More on the Geological Mystery

The Diary finds it fascinating to watch scientists at work as they tease out possible answers to the mysteries that Nature sometimes throws up. Our local geologists started off by thinking that the strange golf-balls, bread rolls and coral-like structures found in an Ormsaigbeg excavation might have originated in a warm, shallow sea about 130 million years ago. But, as it became apparent that the structures were formed of silica rather than calcium carbonate, they moved towards a formation during the great Ardnamurchan volcanic eruption some 60 million years ago, and likened the place where they were formed to Yellowstone in the USA - see earlier Diary entry here.

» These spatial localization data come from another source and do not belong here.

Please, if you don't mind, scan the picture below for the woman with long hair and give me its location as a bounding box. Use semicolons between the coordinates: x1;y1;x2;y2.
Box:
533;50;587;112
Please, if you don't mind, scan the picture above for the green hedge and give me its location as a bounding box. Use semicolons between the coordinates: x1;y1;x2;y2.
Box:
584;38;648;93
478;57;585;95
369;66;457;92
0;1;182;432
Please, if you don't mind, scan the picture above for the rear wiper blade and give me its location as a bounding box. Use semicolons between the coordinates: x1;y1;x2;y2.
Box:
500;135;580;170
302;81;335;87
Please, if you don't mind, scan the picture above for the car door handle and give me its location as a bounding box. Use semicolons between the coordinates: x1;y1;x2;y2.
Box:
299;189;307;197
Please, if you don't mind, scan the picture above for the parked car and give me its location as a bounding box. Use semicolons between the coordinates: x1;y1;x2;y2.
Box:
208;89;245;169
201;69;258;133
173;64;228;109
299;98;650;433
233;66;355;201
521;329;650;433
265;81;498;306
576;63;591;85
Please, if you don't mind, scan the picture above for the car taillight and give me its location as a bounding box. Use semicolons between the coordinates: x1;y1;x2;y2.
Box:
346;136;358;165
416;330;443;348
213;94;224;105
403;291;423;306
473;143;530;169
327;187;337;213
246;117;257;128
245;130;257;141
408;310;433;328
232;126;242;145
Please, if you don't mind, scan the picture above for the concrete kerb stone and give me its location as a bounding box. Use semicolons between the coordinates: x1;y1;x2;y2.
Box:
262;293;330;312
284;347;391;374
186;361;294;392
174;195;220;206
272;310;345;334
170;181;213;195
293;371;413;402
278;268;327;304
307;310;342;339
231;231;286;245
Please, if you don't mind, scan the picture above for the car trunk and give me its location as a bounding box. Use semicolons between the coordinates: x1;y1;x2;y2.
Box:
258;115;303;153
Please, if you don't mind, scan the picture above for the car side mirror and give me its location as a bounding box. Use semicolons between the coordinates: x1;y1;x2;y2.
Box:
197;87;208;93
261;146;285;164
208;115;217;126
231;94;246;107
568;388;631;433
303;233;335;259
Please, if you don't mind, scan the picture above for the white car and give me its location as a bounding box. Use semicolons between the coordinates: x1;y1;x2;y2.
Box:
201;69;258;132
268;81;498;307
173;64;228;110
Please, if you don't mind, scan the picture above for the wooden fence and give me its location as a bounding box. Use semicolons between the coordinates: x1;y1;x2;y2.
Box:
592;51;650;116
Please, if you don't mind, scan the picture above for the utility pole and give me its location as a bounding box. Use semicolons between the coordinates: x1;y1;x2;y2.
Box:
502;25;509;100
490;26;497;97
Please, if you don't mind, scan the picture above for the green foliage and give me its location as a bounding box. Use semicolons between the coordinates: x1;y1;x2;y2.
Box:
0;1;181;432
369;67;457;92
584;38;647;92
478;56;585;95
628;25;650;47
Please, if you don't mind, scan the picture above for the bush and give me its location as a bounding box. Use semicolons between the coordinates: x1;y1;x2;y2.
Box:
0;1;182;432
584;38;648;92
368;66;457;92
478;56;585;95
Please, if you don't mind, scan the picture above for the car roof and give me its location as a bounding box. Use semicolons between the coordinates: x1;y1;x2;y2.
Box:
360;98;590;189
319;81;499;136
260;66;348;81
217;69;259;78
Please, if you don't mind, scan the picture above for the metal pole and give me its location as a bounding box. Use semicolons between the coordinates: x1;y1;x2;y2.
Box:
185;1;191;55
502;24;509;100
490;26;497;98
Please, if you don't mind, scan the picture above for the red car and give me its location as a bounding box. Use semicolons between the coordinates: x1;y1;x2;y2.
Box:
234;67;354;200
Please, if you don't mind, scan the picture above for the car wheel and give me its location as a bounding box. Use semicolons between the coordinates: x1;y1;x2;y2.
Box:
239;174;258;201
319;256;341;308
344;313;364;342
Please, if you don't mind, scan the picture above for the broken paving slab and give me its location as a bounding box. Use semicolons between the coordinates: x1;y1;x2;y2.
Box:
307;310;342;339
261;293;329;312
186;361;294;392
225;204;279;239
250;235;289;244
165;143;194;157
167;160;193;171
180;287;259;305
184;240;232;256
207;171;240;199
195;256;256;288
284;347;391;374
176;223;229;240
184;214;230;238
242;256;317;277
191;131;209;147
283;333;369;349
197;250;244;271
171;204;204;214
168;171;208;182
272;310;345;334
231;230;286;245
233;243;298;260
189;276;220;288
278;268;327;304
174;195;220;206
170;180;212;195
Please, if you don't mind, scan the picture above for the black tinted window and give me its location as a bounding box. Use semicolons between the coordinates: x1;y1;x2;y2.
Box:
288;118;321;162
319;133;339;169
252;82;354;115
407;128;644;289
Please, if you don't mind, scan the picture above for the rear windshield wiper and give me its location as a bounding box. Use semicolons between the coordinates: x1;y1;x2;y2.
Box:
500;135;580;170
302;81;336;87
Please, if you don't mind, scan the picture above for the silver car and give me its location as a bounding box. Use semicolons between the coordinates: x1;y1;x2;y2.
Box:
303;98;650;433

Rob Gill has led this research. Rob runs Geosec Slides, a small, high-tech business based in the crofting township of Achnaha. He believes the structures are 'concretions' formed in hot pools of silica-rich water, where layer upon layer of silica was deposited on a 'core' of a small, gravel-sized chip of rock.

Rob has made microscope slides, and what he has found strongly supports his argument. The green in the middle of the slide is the basalt, the greeny-grey material around it is silica.

This photo shows the structure even more clearly.

Rob writes, "You can see the mass of feldspar laths, which is all that is left of the original mineralogy in the Ormsaigbeg basalt nuclei. This is what I would expect to see as the feldspar is the most stable of the minerals in the basalt, the olivine (large brown areas) has already started to break down, the pyroxene (pink) will be next, and chlorite (green), which is a secondary mineral not originally present when the basalt was erupted, is starting to develop.

"This is strong evidence that the concretions date from the Paleogene (Tertiary) volcanic era, and have nothing to do with the earlier Triassic/Jurassic/Cretaceous sedimentary rocks. I cannot think of any other process other than hydrothermal sinter deposition that could account for what we are seeing. I have also sectioned a 'pipe' from Ormsaigbeg. This does not
show a core nucleus, which surely, is what one would expect."

Many thanks to Rob for slide photos and explanation.
Geosec's website is here.

1 comment:

  1. In a fanciful moment, the green element of the cross-section could almost resemble the Ardnamurchan peninsula itself.